On 9/23/25 11:29 PM, Lennart Poettering wrote:
On Di, 23.09.25 15:44, Ian Pilcher ([email protected]) wrote:
>
(The symlinks under /tmp/keys are needed, because stunnel doesn't
support any form of variable expansion in its configuration file.)
Uff, the /tmp/keys thing is an instant DoS, I hope you realize that?
That's not how security is done these days (or in fact has been done
for the last decade or two).
I was not aware of that. Got a link to something that explains it?
(Note that I am using DynamicUser=true, so the tmp directory is
private.)
I'm also not sure what the alternative is. I need to symlink or copy
the keys *somewhere*, so that they have fixed paths that can be
referenced from the stunnel config.
(I do know about envsubst, but that requires file redirection, which
means I have to call it from a shell, with all that implies for the
attack surface. StandardInput= and StandardOutput= would work if they
could be set per-command, but that doesn't seem to be the case.)

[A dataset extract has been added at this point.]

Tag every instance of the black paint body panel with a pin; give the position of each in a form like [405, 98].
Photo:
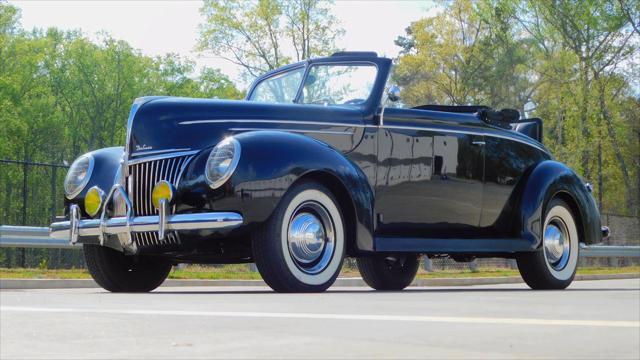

Unfortunately, I quickly discovered that this doesn't work, because the
SELinux context of the keys is lost when they are copied into the
/run/credentials directory.
Yeah, the selinux policy can set new labels if it wants for that. Note
that the creds are not necessarily just copied, they are also
decrypted+authenticated. Moreover they are chowned/acled to the
service user. Or in other words, while they are generated from the
source files they really are their own thing – with their own
ownership/access mode/security identity – once they show up in
$CREDENIAL_DIRECTORY. Hence copying over the label is not an obvious
thing to do I'd say, because you might possibly give access to
security sensitive material (i.e. the plaintext creds) to a label that
shouldn't have that (i.e. a label intended for the encrypted
creds only, which are something that need little protection).
Makes sense.
So far there's an explicit relabel call when we create the dir that we
place the creds in; your selinux policy/database can hook into that to
label the creds according to your needs. We could also relabel the
cred files individually when we create them, but that'd require a
patch. At this point selinux stuff really requires community patches
to work nicely, because none of the systemd upstream developers use it
(at least to my knowledge).
That does seem like the ideal approach. Unfortunately, it looks like
it requires some policy surgery, rather than just a file context rule
to make it work.
I added a file context rule:
/run/credentials/stunnel.service directory system_u:object_r:cert_t:s0
It worked, but now systemd can't copy the credentials into the
directory.
type=AVC msg=audit(1758722106.218:1109): avc: denied { add_name } for
pid=2796 comm="(sd-mkdcreds)" name=".#cred3f2dbe5fd2f0f0cc"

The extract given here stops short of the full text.